You are (partially) responsible or the government shutdown

Carson Burch ’27 is considering a government major. He likes reading about historical and current events, as well as dinosaurs. Contact him at ceburch@wm.edu.

The views expressed in the article are the author’s own.

As I write this, the 2025 government shutdown is continuing to drone on with no end in sight. Given this state of affairs, our nation has found itself asking why exactly this kind of government dysfunction, once unimaginable, has become a normal part of American political life. Perhaps our nation can find part of the answer by looking in the mirror.

When Harry Truman ran for president in 1948, he won partially by assailing the “Do-Nothing” Congress he often clashed with. That session of Congress passed a little over 900 new bills, with some (like the Taft-Hartley Act) occurring over Truman’s veto, meaning Congress had to scare up a two-thirds majority in both houses. The 80th Congress passed the constitutional amendment banning the President from seeking more than two terms. The session of Congress between the 2022 midterms and the 2024 presidential election, meanwhile, only passed around 150 bills. 

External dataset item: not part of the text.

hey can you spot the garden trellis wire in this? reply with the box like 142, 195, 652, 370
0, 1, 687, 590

The average reader seeing this would probably have assumed that number to be too high (I certainly did before I looked up to check.) The trope that Congress is a sluggish institution incapable of legislating anymore is hardly new or even that controversial. Despite this, re-election rates have never been higher than in recent times — over 90% of incumbent parties were re-elected in 2020. This happens even though Gallup polling of Congress’ approval rating has never exceeded 50% in two decades and has often hovered around 20% for the last 10 years.

This contrast between low approval and high re-election rates reveals a core problem with government dysfunction: Despite Americans saying they decry this state of affairs, they politically do not act like they oppose the status quo that much. In fact, their votes help perpetuate it. If we, the people, really wanted change, we could make it happen — we could collectively vote out every single Congressman in the next election, if we so desired. The fact that we do not do so means we are partially to blame for the ongoing gridlock, and fixing that will require that the American people take responsibility.

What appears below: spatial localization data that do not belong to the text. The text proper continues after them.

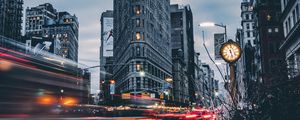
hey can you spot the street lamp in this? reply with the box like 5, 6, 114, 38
199, 22, 227, 42
199, 22, 229, 81
199, 22, 215, 27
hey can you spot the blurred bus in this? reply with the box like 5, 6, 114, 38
0, 36, 90, 115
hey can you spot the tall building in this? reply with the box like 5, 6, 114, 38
170, 4, 196, 103
235, 28, 248, 108
0, 0, 23, 40
279, 1, 300, 118
25, 3, 57, 37
280, 0, 300, 80
201, 63, 214, 107
236, 0, 256, 85
171, 49, 189, 105
241, 0, 256, 46
25, 3, 79, 62
100, 10, 114, 104
237, 0, 256, 84
235, 0, 256, 109
253, 0, 287, 86
194, 53, 203, 106
113, 0, 173, 104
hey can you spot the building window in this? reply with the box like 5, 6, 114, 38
141, 19, 144, 27
296, 5, 299, 20
246, 23, 250, 29
293, 9, 297, 26
136, 77, 141, 89
247, 32, 250, 37
142, 47, 145, 56
285, 21, 289, 34
136, 18, 140, 27
136, 62, 141, 71
134, 5, 142, 15
288, 17, 291, 31
136, 32, 141, 40
283, 0, 287, 7
136, 46, 140, 56
268, 28, 272, 33
245, 14, 249, 20
274, 27, 279, 32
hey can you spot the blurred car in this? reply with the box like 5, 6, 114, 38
179, 108, 217, 120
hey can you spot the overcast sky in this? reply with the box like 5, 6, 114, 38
23, 0, 241, 93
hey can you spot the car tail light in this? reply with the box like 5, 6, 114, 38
202, 114, 212, 119
185, 114, 198, 118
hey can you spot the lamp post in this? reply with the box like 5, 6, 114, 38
199, 22, 227, 42
199, 22, 229, 81
200, 22, 242, 107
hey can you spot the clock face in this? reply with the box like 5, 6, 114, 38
220, 40, 241, 63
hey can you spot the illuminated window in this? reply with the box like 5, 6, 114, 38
268, 28, 272, 33
136, 63, 141, 71
274, 28, 279, 32
134, 5, 141, 15
64, 19, 71, 23
267, 15, 271, 21
136, 32, 141, 40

Critics of my thesis here will bring up gerrymandering, which entrenches incumbents and has made districts increasingly safe for those in power. While it is true that gerrymandering has contributed greatly to polarization and gridlock by enabling the rise of a class of politicians who pander to their narrow bases at the expense of the rest of the country, the reason gerrymandering works is because incumbents are able to accurately predict which voters will support them in the primary and in the election. If the people who currently support the politicians responsible for the shutdown all voted them out in either a primary or general election, they would all be gone very quickly. Of course this will not happen, but it doesn’t change my point: this situation could change if people voted accordingly.

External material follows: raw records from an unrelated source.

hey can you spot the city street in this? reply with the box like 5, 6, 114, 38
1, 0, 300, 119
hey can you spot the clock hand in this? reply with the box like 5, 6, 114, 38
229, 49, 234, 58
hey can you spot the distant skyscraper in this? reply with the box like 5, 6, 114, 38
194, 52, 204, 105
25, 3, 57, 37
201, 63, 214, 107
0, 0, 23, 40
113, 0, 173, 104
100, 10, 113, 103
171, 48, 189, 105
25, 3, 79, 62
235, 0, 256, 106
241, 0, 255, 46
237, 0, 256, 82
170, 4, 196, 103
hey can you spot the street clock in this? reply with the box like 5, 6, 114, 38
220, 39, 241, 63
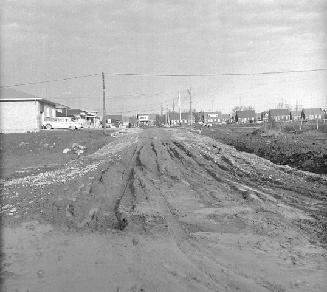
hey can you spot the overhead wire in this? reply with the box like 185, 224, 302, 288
0, 73, 100, 88
1, 68, 326, 88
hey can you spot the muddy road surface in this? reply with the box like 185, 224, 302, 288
1, 128, 326, 292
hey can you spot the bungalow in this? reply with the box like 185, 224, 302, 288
301, 108, 323, 120
66, 109, 89, 127
203, 112, 222, 125
169, 112, 191, 125
105, 114, 123, 125
269, 109, 290, 122
235, 110, 256, 123
0, 88, 57, 133
85, 111, 100, 128
137, 113, 156, 126
290, 110, 301, 121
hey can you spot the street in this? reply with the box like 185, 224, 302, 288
1, 128, 326, 292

Other objections will point out that it is impossible for one individual to truly change the world by themselves and that it will require mass action to do. This is true, but mass action partially requires a decision made on the individual level to change behavior being repeated in the minds of millions of citizens. The individual is ultimately the smallest part of a mass movement for change, and it takes individuals to build such a movement. Without individual participation, there is no movement. This is something we learned from reading “The Lorax” as children: “Unless someone like you cares a whole awful lot, nothing will get better. It’s not.”

This is not to say that individuals are solely responsible and that there aren’t broader systems at work, of course. There is an establishment that has worked to entrench itself and its power at the expense of the American people, and it is very powerful. Nor am I even saying that voting out every single incumbent would fix everything (It certainly wouldn’t if the replacement Congressmen were even more intent upon appeasing their bases above all else.) My point is that, if we really wanted to punish politicians for shutdown behavior, we could do so because all of the mechanisms required are at our disposal.

Because the United States is, at least for now, a free country, we have the right as a sovereign people to make decisions for ourselves about how to run the country through elected representatives. However, the consequence of being a free society is that we assume some responsibility as citizens for the actions of our government. Taking responsibility requires admitting that our own political behavior as citizens is partially (though not entirely) a contributing factor to the current quagmire, and until we do that, we can expect to see more of this behavior.

Blaming Congress is easy. Making real change is hard. Which do you prefer?